Los niños no reparan en que ya tienen cuatro abuelos y no puede haber un quinto.
—¿Qué hiciste en 2003 abuelito?
—¡Míralo, míralo cómo se pone! No lo oigo abuelito, ¿qué? ¿qué dice? No le entiendo.
Risas.
"¿Qué ha pasado desde entonces? En términos de escritura ha habido cierta actividad inconstante cuya principal diferencia respecto a Papel de Rollo ha sido su carácter impersonal: artículos de opinión, la traducción de una novela, ficción en forma de cuento breve y, para ser enteramente claros, el fracasado intento de novelar la experiencia vital de 2003. En términos biográficos los años recientes pueden dividirse en tres bloques claramente distinguibles: 2002-2005 asociados a Praga, el doctorado y los periodos vacacionales en México; 2005-2006 ligados al infructuoso intento de consolidarme como académico e investigador en Lagos de Moreno; y finalmente 2006-2009 relativos al postdoctorado en Francia."
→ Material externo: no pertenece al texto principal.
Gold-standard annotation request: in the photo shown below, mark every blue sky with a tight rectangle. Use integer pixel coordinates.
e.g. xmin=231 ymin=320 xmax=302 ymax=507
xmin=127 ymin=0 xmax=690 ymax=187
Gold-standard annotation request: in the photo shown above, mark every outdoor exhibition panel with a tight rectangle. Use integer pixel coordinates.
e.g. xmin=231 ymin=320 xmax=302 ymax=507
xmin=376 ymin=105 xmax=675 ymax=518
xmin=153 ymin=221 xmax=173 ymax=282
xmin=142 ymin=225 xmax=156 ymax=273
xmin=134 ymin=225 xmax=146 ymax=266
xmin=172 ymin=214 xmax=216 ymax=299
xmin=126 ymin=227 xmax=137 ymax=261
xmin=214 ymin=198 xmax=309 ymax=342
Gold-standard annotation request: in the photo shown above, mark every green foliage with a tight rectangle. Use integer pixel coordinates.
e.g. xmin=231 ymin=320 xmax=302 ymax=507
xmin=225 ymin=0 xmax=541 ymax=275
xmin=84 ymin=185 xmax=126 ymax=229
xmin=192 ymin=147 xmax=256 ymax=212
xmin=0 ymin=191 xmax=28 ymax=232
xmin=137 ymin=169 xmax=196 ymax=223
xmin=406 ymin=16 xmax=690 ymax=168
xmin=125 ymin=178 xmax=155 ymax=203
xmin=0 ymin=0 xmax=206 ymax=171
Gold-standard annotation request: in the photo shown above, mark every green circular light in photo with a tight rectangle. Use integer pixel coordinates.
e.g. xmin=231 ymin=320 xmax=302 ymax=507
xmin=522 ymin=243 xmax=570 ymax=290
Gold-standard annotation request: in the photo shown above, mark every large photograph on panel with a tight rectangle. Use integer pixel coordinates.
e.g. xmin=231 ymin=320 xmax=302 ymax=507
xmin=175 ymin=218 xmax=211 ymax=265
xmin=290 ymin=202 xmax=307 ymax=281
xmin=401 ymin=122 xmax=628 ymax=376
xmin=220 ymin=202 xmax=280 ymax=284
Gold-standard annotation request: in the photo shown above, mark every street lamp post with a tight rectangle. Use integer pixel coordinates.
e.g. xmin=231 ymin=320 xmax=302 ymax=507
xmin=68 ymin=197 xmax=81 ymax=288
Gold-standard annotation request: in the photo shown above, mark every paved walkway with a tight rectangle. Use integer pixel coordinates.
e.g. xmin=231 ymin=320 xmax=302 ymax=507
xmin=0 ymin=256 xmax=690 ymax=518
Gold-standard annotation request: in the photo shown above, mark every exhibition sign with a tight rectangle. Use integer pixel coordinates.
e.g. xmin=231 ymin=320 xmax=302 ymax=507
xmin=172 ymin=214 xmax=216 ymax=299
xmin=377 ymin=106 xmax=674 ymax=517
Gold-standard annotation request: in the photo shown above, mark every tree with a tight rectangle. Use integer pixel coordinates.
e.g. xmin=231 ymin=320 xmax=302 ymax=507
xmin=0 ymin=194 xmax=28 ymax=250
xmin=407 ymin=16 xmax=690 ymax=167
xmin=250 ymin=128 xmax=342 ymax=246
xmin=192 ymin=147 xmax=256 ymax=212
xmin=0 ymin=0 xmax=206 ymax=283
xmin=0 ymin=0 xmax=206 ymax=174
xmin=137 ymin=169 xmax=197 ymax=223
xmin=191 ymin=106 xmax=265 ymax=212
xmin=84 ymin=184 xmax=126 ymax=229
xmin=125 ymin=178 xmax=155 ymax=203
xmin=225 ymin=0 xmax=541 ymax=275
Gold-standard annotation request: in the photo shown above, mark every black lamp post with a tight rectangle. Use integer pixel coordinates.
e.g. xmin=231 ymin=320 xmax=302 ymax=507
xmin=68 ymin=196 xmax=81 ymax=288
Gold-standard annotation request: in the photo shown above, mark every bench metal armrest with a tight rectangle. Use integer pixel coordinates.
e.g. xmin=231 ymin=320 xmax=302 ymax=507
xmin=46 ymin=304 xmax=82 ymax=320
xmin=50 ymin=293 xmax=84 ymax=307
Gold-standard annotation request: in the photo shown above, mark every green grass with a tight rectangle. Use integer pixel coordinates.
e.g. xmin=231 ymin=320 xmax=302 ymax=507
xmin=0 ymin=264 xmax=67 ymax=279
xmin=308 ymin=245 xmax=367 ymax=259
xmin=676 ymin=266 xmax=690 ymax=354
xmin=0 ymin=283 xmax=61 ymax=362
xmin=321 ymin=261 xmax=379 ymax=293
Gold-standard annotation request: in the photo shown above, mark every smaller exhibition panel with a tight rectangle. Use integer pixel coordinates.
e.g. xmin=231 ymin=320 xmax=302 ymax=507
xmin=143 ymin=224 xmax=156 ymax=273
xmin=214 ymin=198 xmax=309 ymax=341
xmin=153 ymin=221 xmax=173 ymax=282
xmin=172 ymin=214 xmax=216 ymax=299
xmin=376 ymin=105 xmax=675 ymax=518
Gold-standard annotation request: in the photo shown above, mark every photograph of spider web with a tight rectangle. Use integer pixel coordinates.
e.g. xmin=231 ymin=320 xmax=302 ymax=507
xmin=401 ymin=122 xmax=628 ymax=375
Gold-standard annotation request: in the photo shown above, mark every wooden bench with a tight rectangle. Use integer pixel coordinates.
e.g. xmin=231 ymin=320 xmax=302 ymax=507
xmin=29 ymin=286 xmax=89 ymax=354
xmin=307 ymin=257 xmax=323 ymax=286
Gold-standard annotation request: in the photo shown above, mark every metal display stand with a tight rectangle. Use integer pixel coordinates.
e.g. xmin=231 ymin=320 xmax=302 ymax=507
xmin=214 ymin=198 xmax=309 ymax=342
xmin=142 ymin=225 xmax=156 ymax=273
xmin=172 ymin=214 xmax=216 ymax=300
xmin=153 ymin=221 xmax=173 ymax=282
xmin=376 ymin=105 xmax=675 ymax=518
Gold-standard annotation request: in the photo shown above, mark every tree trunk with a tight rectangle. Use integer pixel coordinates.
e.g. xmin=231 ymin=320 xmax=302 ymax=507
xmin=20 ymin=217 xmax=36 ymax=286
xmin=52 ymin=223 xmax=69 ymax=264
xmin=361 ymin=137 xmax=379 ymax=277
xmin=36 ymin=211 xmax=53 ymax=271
—¿Post qué? Ya desde entonces delirabas, viejito...
—Ya, ya, hombre, síguele leyendo...
"Reconozco con embarazo que la reanudación ahora de mis escritos autobiográficos tiene indisimulables finalidades terapéuticas o, si se prefiere, espirituales, no muy distintas de las que me movieron en 1989 a escribir la primera página y luego a continuar el hábito. Con el tiempo, la calidad literaria de mis escritos fue adquiriendo mayor importancia hasta el punto en que me resultó inaceptable continuar instalado en la mera narración de los hechos. He intentado encontrar una manera más adulta e inteligente de combinar la necesidad de introspección y la literatura, la biografía y la ficción, lo ocurrido y lo imaginado. No ha sido posible. La falta de tiempo y talento, las preocupaciones estéticas y técnicas, el miedo infantil a desarrollar una historia inferior a las conocidas a través de la literatura, todo ello ha cooperado a la parálisis. Sin descartar la posibilidad futura de un ejercicio literario a mi entera satisfacción, he aceptado de momento continuar mis escritos autobiográficos bajo el mismo espíritu que los motivó: la observación y el registro, la reflexión y la filosofía, a veces, desde luego, la literatura."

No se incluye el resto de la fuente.